Köchstedt
Eine Besiedelung der Gegend von Köchstedt bereits in der Jungsteinzeit ist durch den Fund eines Steinkistengrabes belegt, das 1934 zu einem Kriegerdenkmal umfunktioniert wurde.
Die Siedlung Köchstedt soll bereits Ende des 4. Jahrhunderts durch die Angeln und Warnen gegründet worden sein.
In einem zwischen 881 und 899 entstandenen Verzeichnis des Zehnten des Klosters Hersfeld wird Köchstedt als zehntpflichtiger Ort Cochstat im Friesenfeld erstmals urkundlich erwähnt.
Jahrhunderte später wurden Angehörige eines niederen Dienstadelsgeschlechts als die von Kochstede erwähnt.
Köchstedt kam 1501 zu dem Unteramt Schraplau im Distrikt Schraplau der Grafschaft Mansfeld.
Bei der Teilung der Grafschaft Mansfeld 1738/80 kam Köchstedt mit dem Unteramt Schraplau zu dem Anteil, den das preußische Herzogtum Magdeburg erhielt.
Bis zu dem Ende des Zweiten Weltkrieges war der Ort ein Bennstedter Vorwerk und eine selbständige Gutswirtschaft.
Als während der französischen Besetzung Köchstedt dem Königreich Westphalen angegliedert und dem Distrikt Halle im Departement der Saale zugeordnet war, gehörte der Ort zu dem Kanton Schraplau.
Bei der politischen Neuordnung nach dem Wiener Kongress 1815 wurde Köchstedt im Jahr 1816 dem Regierungsbezirk Merseburg der preußischen Provinz Sachsen angeschlossen und dem Mansfelder Seekreis angegliedert.
Die Gemeinde Köchstedt wurde im Zuge der ersten Kreisreform in der DDR am 15. Juni 1950 dem Saalkreis zugeordnet.

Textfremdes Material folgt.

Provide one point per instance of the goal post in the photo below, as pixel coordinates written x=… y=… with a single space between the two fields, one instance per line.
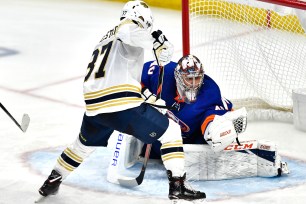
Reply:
x=254 y=50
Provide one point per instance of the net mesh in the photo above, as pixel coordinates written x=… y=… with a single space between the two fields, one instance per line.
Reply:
x=254 y=51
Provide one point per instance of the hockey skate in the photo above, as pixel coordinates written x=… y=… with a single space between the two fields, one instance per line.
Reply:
x=178 y=191
x=51 y=185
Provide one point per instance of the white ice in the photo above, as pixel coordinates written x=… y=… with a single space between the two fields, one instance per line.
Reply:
x=45 y=47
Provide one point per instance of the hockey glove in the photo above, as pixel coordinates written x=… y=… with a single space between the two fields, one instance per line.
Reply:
x=148 y=96
x=162 y=48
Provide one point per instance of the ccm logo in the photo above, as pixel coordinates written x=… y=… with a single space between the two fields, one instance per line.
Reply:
x=225 y=133
x=239 y=147
x=265 y=147
x=117 y=150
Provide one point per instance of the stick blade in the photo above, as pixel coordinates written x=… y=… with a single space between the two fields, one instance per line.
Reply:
x=128 y=182
x=25 y=122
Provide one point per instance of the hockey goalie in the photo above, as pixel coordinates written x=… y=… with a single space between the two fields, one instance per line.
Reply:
x=209 y=126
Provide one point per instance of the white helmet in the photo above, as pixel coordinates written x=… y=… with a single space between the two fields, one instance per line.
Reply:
x=189 y=75
x=139 y=12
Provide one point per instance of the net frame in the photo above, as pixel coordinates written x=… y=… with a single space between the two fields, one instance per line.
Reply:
x=282 y=113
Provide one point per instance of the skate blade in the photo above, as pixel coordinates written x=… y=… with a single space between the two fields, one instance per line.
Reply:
x=180 y=201
x=40 y=199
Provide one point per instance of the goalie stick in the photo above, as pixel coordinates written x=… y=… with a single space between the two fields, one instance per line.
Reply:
x=133 y=182
x=25 y=119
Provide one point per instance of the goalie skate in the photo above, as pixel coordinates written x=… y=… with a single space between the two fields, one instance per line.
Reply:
x=178 y=191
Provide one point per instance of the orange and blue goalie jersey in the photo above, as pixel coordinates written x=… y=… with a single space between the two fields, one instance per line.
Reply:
x=194 y=117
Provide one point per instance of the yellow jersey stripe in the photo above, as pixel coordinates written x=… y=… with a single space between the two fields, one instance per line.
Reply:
x=174 y=157
x=113 y=89
x=112 y=103
x=73 y=156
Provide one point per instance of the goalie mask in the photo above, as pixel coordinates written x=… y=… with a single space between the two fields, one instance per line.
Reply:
x=139 y=12
x=189 y=75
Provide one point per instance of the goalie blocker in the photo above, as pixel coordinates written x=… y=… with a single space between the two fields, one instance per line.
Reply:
x=250 y=159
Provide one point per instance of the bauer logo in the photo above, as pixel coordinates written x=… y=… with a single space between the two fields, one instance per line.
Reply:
x=153 y=134
x=265 y=147
x=225 y=133
x=117 y=149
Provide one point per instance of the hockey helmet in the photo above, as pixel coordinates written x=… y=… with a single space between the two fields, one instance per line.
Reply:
x=139 y=12
x=189 y=75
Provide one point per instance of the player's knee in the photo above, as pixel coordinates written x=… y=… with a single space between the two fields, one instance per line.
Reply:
x=173 y=133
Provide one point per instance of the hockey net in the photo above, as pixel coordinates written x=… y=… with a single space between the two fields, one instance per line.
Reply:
x=254 y=50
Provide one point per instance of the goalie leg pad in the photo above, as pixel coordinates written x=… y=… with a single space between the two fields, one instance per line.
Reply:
x=269 y=161
x=72 y=157
x=172 y=152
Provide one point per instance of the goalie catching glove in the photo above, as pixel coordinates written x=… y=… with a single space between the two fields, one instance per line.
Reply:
x=162 y=48
x=224 y=130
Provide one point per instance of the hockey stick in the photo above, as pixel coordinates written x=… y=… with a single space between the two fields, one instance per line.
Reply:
x=25 y=119
x=133 y=182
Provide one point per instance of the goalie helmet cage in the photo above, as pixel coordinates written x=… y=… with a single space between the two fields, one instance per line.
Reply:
x=254 y=50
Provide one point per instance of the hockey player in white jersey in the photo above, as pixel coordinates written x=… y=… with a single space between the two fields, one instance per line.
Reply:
x=112 y=93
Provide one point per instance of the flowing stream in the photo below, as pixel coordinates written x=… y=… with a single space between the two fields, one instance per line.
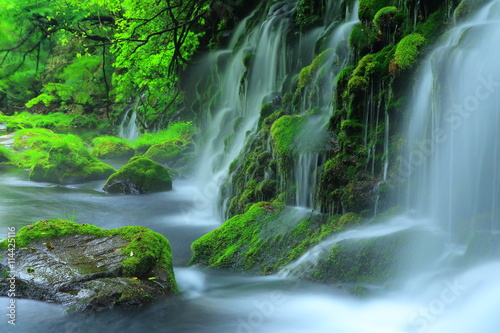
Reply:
x=452 y=161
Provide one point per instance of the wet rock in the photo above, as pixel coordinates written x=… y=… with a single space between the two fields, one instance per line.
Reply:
x=88 y=268
x=140 y=175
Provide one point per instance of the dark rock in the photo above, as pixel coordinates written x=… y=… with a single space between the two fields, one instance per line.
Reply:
x=140 y=175
x=88 y=268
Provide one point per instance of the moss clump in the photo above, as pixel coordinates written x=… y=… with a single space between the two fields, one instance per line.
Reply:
x=369 y=8
x=362 y=38
x=361 y=75
x=383 y=17
x=174 y=153
x=266 y=238
x=308 y=13
x=284 y=133
x=58 y=158
x=180 y=131
x=467 y=7
x=6 y=155
x=140 y=175
x=112 y=147
x=25 y=120
x=144 y=250
x=307 y=73
x=407 y=52
x=432 y=28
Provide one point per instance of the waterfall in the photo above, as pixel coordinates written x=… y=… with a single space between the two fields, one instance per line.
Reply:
x=240 y=92
x=452 y=154
x=451 y=160
x=128 y=127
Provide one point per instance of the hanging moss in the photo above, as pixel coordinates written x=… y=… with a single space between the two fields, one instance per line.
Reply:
x=309 y=13
x=466 y=7
x=407 y=52
x=112 y=147
x=384 y=16
x=362 y=39
x=432 y=28
x=369 y=8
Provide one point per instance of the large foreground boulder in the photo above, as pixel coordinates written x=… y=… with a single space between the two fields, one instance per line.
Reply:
x=85 y=267
x=140 y=175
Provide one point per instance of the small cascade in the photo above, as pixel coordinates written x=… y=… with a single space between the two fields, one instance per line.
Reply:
x=309 y=260
x=305 y=178
x=128 y=127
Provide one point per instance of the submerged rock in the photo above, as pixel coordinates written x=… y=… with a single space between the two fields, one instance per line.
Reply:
x=88 y=268
x=140 y=175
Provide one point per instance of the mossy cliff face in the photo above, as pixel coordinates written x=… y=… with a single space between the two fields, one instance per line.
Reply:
x=357 y=169
x=140 y=175
x=88 y=268
x=112 y=147
x=266 y=238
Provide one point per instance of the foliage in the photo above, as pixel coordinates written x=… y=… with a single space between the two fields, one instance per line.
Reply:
x=111 y=147
x=368 y=8
x=90 y=56
x=266 y=237
x=28 y=120
x=407 y=52
x=140 y=175
x=176 y=131
x=57 y=158
x=309 y=13
x=383 y=16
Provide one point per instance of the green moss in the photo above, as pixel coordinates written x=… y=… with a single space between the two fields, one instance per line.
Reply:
x=248 y=60
x=284 y=133
x=6 y=155
x=266 y=238
x=173 y=153
x=57 y=158
x=307 y=73
x=407 y=52
x=384 y=16
x=145 y=247
x=369 y=8
x=432 y=28
x=362 y=38
x=180 y=131
x=140 y=175
x=466 y=7
x=112 y=147
x=308 y=13
x=25 y=120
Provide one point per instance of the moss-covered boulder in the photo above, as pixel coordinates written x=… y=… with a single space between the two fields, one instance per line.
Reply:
x=140 y=175
x=266 y=238
x=112 y=147
x=174 y=153
x=85 y=267
x=5 y=154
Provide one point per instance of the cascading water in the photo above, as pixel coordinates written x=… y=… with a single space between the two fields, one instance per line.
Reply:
x=235 y=110
x=451 y=164
x=309 y=157
x=128 y=128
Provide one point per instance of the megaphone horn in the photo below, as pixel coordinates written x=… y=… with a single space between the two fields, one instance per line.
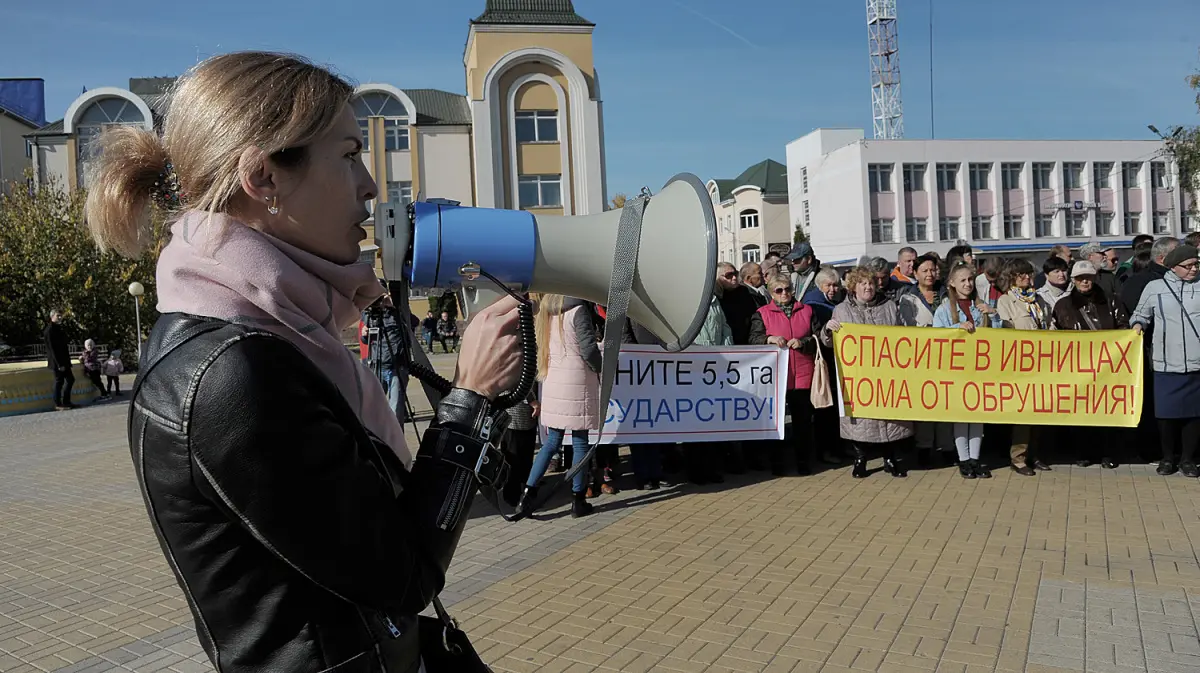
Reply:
x=574 y=256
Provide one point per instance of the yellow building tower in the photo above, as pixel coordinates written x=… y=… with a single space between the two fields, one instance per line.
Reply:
x=537 y=116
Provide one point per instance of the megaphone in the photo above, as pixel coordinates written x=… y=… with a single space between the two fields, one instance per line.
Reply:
x=430 y=242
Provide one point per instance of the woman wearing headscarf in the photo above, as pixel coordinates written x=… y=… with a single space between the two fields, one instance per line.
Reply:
x=1021 y=307
x=1089 y=307
x=865 y=305
x=1171 y=306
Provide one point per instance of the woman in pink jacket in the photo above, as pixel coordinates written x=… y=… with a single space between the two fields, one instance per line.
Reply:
x=569 y=370
x=787 y=323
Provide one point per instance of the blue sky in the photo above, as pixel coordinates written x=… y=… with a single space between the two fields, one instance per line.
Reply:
x=708 y=86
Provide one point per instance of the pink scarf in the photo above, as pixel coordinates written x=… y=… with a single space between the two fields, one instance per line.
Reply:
x=223 y=269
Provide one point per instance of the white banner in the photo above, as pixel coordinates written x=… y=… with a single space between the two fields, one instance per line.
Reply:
x=705 y=394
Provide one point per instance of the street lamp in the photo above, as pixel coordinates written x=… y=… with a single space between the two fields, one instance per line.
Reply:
x=137 y=290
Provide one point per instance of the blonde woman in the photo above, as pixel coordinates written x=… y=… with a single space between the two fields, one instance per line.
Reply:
x=305 y=533
x=865 y=305
x=569 y=370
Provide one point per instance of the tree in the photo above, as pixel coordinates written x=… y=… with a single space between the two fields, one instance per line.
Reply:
x=1183 y=146
x=51 y=262
x=799 y=235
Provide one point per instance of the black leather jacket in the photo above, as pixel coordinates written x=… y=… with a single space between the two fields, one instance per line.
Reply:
x=300 y=541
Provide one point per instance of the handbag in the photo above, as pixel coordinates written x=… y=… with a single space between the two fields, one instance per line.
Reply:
x=821 y=391
x=445 y=647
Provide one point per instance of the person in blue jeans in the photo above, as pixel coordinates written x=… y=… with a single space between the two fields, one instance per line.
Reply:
x=569 y=370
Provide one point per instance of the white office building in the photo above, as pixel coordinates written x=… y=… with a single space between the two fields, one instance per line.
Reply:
x=856 y=196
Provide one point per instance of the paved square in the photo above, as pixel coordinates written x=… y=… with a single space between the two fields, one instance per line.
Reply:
x=1073 y=570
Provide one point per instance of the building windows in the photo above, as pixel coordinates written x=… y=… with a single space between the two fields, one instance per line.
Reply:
x=379 y=103
x=1073 y=176
x=915 y=176
x=1011 y=175
x=1043 y=226
x=882 y=230
x=981 y=173
x=101 y=114
x=537 y=126
x=1158 y=175
x=981 y=228
x=1014 y=227
x=1162 y=223
x=947 y=176
x=1042 y=173
x=1129 y=173
x=916 y=229
x=540 y=191
x=1133 y=223
x=400 y=192
x=880 y=176
x=1077 y=224
x=948 y=229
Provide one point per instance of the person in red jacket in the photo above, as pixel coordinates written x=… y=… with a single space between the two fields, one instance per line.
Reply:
x=787 y=323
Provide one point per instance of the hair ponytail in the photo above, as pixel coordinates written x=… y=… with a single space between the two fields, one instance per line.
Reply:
x=124 y=174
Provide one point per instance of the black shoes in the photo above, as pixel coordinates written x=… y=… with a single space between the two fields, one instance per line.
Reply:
x=859 y=469
x=525 y=505
x=580 y=505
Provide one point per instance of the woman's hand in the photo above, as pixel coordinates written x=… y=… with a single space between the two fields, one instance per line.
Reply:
x=490 y=355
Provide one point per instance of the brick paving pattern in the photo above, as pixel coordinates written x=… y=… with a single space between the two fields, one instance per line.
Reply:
x=1074 y=570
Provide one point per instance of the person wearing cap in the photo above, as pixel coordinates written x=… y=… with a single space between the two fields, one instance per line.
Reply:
x=1102 y=258
x=1090 y=307
x=1171 y=305
x=804 y=266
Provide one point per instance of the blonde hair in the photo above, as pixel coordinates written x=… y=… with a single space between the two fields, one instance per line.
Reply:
x=273 y=103
x=952 y=296
x=549 y=306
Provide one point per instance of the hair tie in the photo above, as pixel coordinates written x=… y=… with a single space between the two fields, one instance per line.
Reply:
x=166 y=192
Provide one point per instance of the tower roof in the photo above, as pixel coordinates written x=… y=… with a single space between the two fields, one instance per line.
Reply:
x=531 y=12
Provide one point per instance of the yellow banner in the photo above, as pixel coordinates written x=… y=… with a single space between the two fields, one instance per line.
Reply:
x=994 y=376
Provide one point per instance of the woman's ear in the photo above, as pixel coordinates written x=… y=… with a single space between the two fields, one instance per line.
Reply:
x=257 y=175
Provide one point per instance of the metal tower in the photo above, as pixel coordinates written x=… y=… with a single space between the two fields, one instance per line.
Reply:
x=885 y=46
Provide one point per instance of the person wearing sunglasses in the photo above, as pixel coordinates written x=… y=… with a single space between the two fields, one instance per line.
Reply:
x=1171 y=305
x=787 y=323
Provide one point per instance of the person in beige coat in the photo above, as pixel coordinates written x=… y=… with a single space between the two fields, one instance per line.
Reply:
x=1021 y=307
x=569 y=370
x=868 y=306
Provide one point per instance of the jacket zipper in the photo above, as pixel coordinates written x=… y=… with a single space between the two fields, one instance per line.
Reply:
x=453 y=506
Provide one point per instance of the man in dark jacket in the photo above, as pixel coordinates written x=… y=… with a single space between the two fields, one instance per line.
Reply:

Durch die Entdeckung einer Steinkistengrabstätte dokumentiert ist eine Besiedlung des Gebiets von Köchstedt schon in dem Neolithikum. Er wurde 1934 zu einem Kriegerdenkmal umgestaltet.
Schon Ende des Säkulums, das 4. ist, durch die Vorwarnen und Angelruten errichtet worden sein soll die Ansiedlung Köchstedt.
Köchstedt wird in einem zwischen 881 und 899 entstandenen Register der Abgabe des Klosters Hersfeld als zehntpflichtiger Standort Cochstat im Friesenfeld erstmalig belegt genannt.
Angehörige eines Dienstadelsgeschlechtsteiles, das nieder ist, wurden Säkula später als die von Kochstede aufgeführt.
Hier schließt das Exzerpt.